Walach was on the scientific advisory board of a blog called "CAM-Media Watch", which was sponsored by the alternative medicine company Heel, among others. The blog described itself as a "spin doctor" for promoting Complementary and Alternative Medicine ("CAM"). In 2012, it was reported that the blog had been paid to smear Edzard Ernst, a scientist critical of homeopathy.

=== Retracted papers ===
As of 2024, Walach has had four publications retracted.

In June 2021, Walach published two high profile papers containing research pertaining to the COVID-19 pandemic, one exaggerating the risks of vaccination, and the other concluding that children should not wear masks. Both papers were retracted the following month.

- The first paper, published in Vaccines, was retracted within a week because of “misrepresentation of the COVID-19 vaccination efforts and misrepresentation of the data,” "several errors that fundamentally affect the interpretation of the findings," and "incorrect and distorted conclusions". Five members of the editorial board of Vaccines resigned when the article was published, protesting it as "grossly irresponsible".
- The second paper was published in JAMA Pediatrics, to immediate criticism. This study was funded by an organization (MWGFD) that was founded to fight governmental pandemic protocols, and is known in Germany for promoting COVID conspiracy theories and distributing anti-vaccine flyers. The journal retracted the paper 12 days later, after the authors did not provide sufficiently convincing evidence to resolve the scientific issues raised about the study.

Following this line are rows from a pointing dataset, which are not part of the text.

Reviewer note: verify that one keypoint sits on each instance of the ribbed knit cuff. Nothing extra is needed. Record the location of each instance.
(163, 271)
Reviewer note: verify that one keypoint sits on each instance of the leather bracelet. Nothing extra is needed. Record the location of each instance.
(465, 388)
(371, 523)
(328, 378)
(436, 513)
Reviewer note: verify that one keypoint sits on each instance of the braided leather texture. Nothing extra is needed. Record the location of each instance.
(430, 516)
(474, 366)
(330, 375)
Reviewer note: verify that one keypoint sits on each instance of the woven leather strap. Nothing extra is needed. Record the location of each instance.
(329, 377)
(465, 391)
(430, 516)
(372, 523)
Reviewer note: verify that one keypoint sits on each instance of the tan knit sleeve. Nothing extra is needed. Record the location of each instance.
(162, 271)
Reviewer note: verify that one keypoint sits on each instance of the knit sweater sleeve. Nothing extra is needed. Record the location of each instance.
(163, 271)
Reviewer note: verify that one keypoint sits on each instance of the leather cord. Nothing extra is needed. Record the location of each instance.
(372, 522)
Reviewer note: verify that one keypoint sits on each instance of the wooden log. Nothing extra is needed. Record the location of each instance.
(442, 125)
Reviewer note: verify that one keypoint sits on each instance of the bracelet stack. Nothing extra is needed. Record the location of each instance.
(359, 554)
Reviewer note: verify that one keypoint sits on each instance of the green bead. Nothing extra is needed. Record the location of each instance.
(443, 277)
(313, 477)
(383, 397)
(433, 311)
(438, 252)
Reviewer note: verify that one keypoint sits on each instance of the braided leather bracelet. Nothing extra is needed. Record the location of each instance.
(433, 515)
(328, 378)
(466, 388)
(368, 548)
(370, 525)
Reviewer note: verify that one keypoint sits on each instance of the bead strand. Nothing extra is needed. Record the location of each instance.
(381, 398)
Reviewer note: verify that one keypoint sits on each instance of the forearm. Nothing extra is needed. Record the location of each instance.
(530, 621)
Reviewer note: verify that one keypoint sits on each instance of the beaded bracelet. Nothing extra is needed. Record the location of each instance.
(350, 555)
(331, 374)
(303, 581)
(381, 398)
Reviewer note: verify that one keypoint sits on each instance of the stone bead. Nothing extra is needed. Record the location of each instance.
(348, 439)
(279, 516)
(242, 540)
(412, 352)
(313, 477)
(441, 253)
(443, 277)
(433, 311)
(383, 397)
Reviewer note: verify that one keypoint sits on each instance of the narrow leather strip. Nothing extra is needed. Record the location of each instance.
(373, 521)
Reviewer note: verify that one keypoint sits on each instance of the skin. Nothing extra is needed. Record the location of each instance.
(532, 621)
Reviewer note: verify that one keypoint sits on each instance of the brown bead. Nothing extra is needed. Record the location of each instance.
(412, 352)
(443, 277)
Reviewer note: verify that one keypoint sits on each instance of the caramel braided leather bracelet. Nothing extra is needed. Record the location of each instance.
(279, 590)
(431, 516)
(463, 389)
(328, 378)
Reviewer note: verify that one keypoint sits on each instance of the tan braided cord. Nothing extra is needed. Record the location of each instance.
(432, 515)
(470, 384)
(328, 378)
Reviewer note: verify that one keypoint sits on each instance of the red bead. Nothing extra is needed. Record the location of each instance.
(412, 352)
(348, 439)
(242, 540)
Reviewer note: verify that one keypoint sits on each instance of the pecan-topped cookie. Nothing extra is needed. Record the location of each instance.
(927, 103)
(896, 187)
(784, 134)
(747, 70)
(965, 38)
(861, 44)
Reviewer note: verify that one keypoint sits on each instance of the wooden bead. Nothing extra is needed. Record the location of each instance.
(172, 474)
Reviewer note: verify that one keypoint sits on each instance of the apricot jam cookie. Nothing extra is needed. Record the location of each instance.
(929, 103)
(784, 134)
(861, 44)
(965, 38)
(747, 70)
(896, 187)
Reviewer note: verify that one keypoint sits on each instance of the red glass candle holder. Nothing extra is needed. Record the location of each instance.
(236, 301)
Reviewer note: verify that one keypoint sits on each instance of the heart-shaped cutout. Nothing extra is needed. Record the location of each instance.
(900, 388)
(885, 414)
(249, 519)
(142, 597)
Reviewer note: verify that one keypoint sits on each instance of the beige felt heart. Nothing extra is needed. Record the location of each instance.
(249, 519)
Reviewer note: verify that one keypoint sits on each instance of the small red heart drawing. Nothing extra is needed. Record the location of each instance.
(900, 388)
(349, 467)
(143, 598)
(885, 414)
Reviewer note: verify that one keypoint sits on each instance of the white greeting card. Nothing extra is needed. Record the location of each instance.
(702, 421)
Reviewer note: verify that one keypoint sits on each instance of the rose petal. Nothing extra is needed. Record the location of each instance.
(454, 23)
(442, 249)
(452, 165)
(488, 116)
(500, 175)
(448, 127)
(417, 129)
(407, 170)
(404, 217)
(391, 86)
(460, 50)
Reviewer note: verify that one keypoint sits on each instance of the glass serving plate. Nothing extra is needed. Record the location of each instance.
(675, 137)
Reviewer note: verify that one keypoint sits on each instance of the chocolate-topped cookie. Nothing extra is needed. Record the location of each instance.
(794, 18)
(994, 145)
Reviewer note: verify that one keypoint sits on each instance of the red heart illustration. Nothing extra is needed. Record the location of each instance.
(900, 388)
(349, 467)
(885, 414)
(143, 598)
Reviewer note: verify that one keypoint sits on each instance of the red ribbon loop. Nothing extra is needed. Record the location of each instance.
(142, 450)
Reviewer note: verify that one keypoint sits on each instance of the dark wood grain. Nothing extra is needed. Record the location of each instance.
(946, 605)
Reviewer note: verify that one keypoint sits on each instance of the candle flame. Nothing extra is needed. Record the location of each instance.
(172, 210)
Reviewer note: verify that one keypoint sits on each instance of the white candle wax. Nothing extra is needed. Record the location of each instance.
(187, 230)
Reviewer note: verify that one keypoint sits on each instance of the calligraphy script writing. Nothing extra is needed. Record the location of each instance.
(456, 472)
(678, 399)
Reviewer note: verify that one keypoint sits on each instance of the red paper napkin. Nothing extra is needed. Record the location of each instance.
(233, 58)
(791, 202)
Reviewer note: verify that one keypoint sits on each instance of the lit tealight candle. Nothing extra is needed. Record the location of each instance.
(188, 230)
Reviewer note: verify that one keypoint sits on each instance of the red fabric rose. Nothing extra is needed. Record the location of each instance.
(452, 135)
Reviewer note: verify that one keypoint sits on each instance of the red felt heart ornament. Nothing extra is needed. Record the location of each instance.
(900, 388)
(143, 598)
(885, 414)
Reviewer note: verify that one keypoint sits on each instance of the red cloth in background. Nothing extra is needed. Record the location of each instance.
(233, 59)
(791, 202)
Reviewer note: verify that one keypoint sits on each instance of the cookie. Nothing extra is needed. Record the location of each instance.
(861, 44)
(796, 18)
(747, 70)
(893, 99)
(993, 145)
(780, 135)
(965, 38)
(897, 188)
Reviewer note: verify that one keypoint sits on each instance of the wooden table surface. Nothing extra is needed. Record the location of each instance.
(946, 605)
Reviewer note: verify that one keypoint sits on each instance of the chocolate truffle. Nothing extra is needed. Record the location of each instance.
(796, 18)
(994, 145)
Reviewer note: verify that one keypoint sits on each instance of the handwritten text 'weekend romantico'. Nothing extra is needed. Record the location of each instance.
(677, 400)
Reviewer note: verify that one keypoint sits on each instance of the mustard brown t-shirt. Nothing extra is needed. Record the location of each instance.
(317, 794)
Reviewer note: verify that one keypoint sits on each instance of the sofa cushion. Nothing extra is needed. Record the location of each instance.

In 2023, another paper about the efficacy of homeopathy was retracted "due to concerns regarding the analysis of the articles included in the meta-analysis".

In 2025, a paper arguing that the placebo effect was the "main driver of treatment effects in clinical trials" was retracted from the Journal of Clinical Epidemiology

In a press statement, the Poznań University of Medical Sciences dissociated itself from Walach and asserted that his vaccine study "misleadingly used data to yield conclusions that are wrong and may lead to public harm."